Justen paused and looked to the marsh and back to the road. The trail that skirted the marsh—the one he had taken the evening before—could not have been more than three kays long, yet the road twisted and turned so much like a lizard that its length was closer to twice the length of the trail. He took another deep breath as he sensed another horse.

A small bay mare grazed near the road, on the marsh side. Justen frowned as he saw the blood-streaked saddle. Pausing behind a scrub oak, he listened, but save for the distant vibrations of wagons and troops, he could hear nothing. Then he stepped forward.

The saddle pad was gray. Justen extended his senses, but there was no sign of chaos beyond a faint lingering hint of Whiteness, as if someone tinged with disorder had paused and departed. Nor could he sense anyone else near the horse.

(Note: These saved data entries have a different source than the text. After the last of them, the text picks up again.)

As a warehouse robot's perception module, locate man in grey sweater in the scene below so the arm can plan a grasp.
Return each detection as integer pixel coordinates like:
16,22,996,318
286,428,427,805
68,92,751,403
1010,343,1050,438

Slowly, the engineer inched forward. The mare looked up for a moment. Justen paused. The mare whickered but did not move. She continued to regard Justen.

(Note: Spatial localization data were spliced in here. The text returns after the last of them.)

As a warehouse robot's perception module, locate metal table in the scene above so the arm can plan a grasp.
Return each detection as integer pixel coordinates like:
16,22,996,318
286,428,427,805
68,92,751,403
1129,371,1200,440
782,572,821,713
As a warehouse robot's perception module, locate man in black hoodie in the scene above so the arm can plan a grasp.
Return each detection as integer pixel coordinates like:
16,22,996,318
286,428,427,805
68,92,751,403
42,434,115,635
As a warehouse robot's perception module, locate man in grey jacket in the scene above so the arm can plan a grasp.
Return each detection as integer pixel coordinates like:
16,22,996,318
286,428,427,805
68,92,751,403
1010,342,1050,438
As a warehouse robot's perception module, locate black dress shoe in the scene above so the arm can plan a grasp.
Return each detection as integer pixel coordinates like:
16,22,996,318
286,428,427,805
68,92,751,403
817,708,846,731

In the grass, between the road and the wall, lay a dark-gray bundle.

Justen frowned, then eased over to the wall, where he sat down for a moment.

“You all alone, now, lady?” he asked conversationally, looking toward the gray bundle that could only have been the mare’s rider. He touched the figure with his order-senses, but the trooper was dead…and had been dead for a time, possibly since the battle of the day before.

Unlike the other horse, the mare did not skitter at the pulse of order, although Justen had not directed it at her. Still, her steadiness was a good sign. He continued to sit on the wall.

“You’re the faithful kind, not like those others. You’re waiting for your rider to get up. But I don’t think it’s going to happen.”

The mare whickered again.

Justen slid to the adjoining stone, nearer to the mare and her dead rider.

“I wish you’d think about letting me get closer.” He eased across two more stones, so close now that his mud-smeared boots almost touched the outstretched hand of the dead Iron Guard.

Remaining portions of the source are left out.